“It is often stated that, worldwide, the spontaneous level of self-archiving is around 10-15% (i.e. about 15% of published articles are made openly available by their authors).[Harnard (2006), Björk, B-C., Roosr, A. & Lauri, M. (2008)] We found similar levels of archiving: 16% of questionnaire respondents link to local, open copies of their work; 19% link to external copies – though often these are not openly accessible. Having said this, much of the self-archived content on web sites is working papers, reports and conference papers; the % of published journal papers spontaneously self-archived (on personal web sites or in any repository) by White Rose authors is likely to be lower than 15%. Of course, there is considerable variation between subject disciplines. This highlights the immediate potential value of open access repositories but also, perhaps, underlines the scale of the cultural change required – even after several years of institutional repository development – to engage researchers in active dissemination of their outputs.”

This provides further evidence for the percentile statistics of self-archiving. One consequence of this figure (even within a now established repository) is the challenge faced by instituions seeking to comply with funder’s deposit manadates.

“Analysis of individual researcher publication pages revealed a good deal of inconsistency of formatting, including within individual publication lists. The idea of “scraping” publication metadata from researcher pages is attractive, but the reality is quite challenging.”
“The Perl code written for one author could not be reused with another and would need tweaking every time.”

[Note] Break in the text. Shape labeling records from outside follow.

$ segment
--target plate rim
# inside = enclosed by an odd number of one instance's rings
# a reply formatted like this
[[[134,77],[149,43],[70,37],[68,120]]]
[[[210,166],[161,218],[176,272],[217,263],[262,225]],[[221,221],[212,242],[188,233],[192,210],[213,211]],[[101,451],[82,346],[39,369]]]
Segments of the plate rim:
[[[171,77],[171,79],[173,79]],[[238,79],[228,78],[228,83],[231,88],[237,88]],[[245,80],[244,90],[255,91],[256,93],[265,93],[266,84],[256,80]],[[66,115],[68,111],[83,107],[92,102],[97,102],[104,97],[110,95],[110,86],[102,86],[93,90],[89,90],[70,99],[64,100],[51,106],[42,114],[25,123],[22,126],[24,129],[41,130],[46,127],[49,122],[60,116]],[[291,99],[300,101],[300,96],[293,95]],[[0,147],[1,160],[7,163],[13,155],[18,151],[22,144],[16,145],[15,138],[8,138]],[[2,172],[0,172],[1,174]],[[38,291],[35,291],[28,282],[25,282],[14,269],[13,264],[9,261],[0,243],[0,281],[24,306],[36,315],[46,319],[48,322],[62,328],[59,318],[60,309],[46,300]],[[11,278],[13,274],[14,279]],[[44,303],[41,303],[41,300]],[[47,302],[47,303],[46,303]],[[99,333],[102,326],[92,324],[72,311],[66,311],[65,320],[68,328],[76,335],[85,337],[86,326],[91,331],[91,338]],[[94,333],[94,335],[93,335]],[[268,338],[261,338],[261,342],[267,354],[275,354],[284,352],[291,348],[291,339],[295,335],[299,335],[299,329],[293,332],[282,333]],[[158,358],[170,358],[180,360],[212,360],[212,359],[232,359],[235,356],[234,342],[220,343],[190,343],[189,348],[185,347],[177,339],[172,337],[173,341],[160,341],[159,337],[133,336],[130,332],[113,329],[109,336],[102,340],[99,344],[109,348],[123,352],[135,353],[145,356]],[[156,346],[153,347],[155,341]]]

more detials of the issues encountered are available http://eprints.whiterose.ac.uk/increase/scraper.html

the project notes that the AIR project is investigating more sophisticated approaches to this problem (using machine-learning alogorithims) http://clg.wlv.ac.uk/projects/AIR/.

The project had various intended outcomes. One of which was to double in size over the course of the project.

“At the original start date for the project (April 07), the repository held somewhere over 1,600 items. Taking this as the baseline, we have exceeded our target. However, as we delayed the official project start date toallow for staff recruitment, if we take our figure from July 07, we have fallen slightly short but will meet the target approximately 1 month post-project. As can be seen from the graph, the growth rate has been much stronger inthe latter half of the project.”

The project has not met it’s related goal of capturing 20% of the consortium’s reserch outputs but “progress has been made”
“Across the partnership, we estimate nine-ten thousand items falling within repository scope are produced per annum. Eventually, we need to be ingesting / be capable of ingesting over 200 new items each week; this excludes the “mountain” of legacy metadata and publications which could potentially be added to WRRO.”

At least 80% full text percentage:
“This target has been met. For the majority of its life, WRRO has had a high proportion of full text records (90- 95%). At the close of the project, approximately 82% of items have a local full text openly accessible copy of the research outputs; an additional 5% or so link to a full text open access works outside the repository. The proportion of metadata only records is increasing because of the addition of the University of York’s RAE data and other bulk imports. It is anticipated that the proportion of full text items will fall to 60% for a short time but that the proportion of full text will then start to recover.”


The project looked at importing from departmental bibliographic databases and from other departmental bibliographic collections (some of which where created explicitly for this purpose).

“It is interesting to note that the department preferred on balance to create their own local database and upload material en masse at the end of the summer. Similar suggestions have been made from time to time by other departments even though creating an additional collection system involves more work at the local level. For example, we have been asked to provide an Excel template to allow data to be collected ready for periodic bulk import into the repository.Though this approach may seem counterintuitive, local academics and administrators have suggested that, for some departments, this [local collection] may be a more sustainable method of data collection. Such solutions may be worth considering, perhaps as an interim measure, where sustained self-archiving activity is proving particularly elusive – though could prove counterproductive overall.”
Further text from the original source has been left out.